E foi assim que chegou o Brasil
de Fato, com essa missão. Agora, em 2013, o jornal cumprirá uma década, sobrevivendo
a todas as tormentas. Não é coisa fácil manter um jornal em nível nacional, com
correspondentes em vários lugares, superando a pequena política que insiste em
personalizar, inchar egos, puxar brasas para sua sardinha. É preciso muito
trabalho, alguma dose de sacrifício e, muitas vezes, uma paciência digna de Jó.
Há que enfrentar não só o oligopólio da mídia nacional, mas também travar essas
pequenas batalhas dentro da própria esquerda ainda tão pouco ciente do papel de
um jornal dessa natureza. Quantos sindicatos combativos não preferem assinar um
jornalão paulista a essa proposta generosa do Brasil de Fato? Quantos
vereadores, deputados, lideranças comunitárias reproduzem essa mesma prática de
fortalecer o inimigo? Mas, mesmo com tantas incompreensões e descaminhos o Brasil de Fato vai seguindo. Com
colaborações espontâneas, com trabalho dedicado, com ganas de mostrar a
realidade não como "drops" informativos, mas com análise, contexto,
impressão, olhar de repórter.
Agora, no girar da nova roda de dez anos, o Brasil de Fato precisa se fortalecer.
Precisa do apoio dos movimentos sociais, dos partidos de esquerda, dos
sindicatos, das gentes. É hora de um grande mutirão de assinaturas, para que o
projeto fique mais musculoso e consiga chegar a muito mais gente. Ele ainda
precisa estar na padaria, na mercearia, no pequeno bolicho de beira de estrada,
nas bancas alternativas, na vida mesma, onde estão as pessoas que precisam
dele, e isso custa... Daí a necessidade de um apoio real, concreto.

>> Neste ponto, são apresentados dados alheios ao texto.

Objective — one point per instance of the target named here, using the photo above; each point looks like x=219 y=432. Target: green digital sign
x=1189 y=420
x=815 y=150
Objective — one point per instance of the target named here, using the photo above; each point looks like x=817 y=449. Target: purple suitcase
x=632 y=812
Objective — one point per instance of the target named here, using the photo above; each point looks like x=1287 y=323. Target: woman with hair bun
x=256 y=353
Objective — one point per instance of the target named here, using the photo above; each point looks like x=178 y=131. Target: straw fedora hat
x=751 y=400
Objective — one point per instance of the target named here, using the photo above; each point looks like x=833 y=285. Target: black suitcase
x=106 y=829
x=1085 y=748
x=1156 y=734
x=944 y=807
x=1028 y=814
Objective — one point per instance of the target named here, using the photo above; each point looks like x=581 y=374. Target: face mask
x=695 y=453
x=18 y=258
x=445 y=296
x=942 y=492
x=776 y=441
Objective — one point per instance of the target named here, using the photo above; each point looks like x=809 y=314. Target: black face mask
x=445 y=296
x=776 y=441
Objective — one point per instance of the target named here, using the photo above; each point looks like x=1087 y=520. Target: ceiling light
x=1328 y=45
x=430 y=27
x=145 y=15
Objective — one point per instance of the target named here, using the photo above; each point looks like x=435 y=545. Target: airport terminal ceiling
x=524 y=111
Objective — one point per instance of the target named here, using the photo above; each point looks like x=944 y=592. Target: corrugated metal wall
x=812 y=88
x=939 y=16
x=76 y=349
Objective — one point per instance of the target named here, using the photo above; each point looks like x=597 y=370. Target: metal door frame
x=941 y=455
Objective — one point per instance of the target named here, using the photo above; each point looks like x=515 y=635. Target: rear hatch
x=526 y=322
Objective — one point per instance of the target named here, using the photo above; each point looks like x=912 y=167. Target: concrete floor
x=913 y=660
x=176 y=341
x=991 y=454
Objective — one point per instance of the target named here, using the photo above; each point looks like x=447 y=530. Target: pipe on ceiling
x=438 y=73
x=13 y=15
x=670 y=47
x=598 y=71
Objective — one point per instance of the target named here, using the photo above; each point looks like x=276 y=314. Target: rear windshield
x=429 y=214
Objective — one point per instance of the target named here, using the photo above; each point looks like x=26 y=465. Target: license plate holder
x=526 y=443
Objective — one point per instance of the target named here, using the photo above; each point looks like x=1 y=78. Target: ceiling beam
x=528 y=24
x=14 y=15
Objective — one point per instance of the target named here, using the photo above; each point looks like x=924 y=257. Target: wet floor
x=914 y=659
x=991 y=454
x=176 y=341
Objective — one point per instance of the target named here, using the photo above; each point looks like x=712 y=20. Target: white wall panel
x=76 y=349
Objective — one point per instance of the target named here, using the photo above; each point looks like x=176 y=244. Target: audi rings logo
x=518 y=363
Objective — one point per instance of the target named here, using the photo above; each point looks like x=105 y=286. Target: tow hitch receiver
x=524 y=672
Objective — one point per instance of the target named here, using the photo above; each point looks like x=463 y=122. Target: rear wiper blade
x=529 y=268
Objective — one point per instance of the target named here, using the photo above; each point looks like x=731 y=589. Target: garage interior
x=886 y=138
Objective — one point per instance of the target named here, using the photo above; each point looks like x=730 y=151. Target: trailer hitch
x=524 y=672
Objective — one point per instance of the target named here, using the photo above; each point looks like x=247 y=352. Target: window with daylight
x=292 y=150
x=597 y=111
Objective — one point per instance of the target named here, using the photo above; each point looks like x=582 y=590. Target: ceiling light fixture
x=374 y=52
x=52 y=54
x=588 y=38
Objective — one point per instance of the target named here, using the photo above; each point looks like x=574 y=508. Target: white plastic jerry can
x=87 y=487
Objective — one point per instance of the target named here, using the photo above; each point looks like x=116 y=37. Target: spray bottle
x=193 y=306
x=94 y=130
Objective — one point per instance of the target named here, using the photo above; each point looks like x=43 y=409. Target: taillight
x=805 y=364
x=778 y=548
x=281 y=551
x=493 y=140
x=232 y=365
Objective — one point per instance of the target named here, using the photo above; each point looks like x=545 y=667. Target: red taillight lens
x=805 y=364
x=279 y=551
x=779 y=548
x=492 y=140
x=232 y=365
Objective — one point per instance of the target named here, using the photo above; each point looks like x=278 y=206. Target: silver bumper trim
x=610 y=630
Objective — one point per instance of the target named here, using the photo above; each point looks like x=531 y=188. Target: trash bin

Mas, é preciso aqui registrar um aviso aos que ainda não
entenderam que um jornal popular não tem de fazer proselitismo. Esse valente jornal
precisa seguir como espaço da notícia e não do discurso. Para além da opinião, também
necessária, precisa entrar nas casas com a informação que forma, que apresenta
a atmosfera dos fatos, que esmiúça, que se oferece aberta para a compreensão.
Os trabalhadores, os abandonados, os explorados, eles sabem onde dói a sua dor
e, munidos de informação, saberão entender o que se passa no mundo. Daí o papel
revolucionário desse jornal: espaço de conhecimento.
O jornal Brasil de
Fato faz dez anos e é uma bonita experiência de comunicação popular. Vida
longa a todos aqueles que nesse tempo todo vêm superando obstáculos e colocando
toda semana um exemplar na rua. Desde a redação, que se expressa nos quatro
cantos do país, é assim que ele se faz, com coragem, com ternura, com suor, com risos, com dor, com beleza, com
lágrimas, com alegria, todos esses sentimentos que, juntos, transubstanciam
aquilo que mídia oferece como informação descolada da realidade do todo em
conhecimento para a construção de uma nova sociedade.
Que na próxima década as mentes se abram e o jornal avance
como arma concreta da luta de classe, necessária e urgente.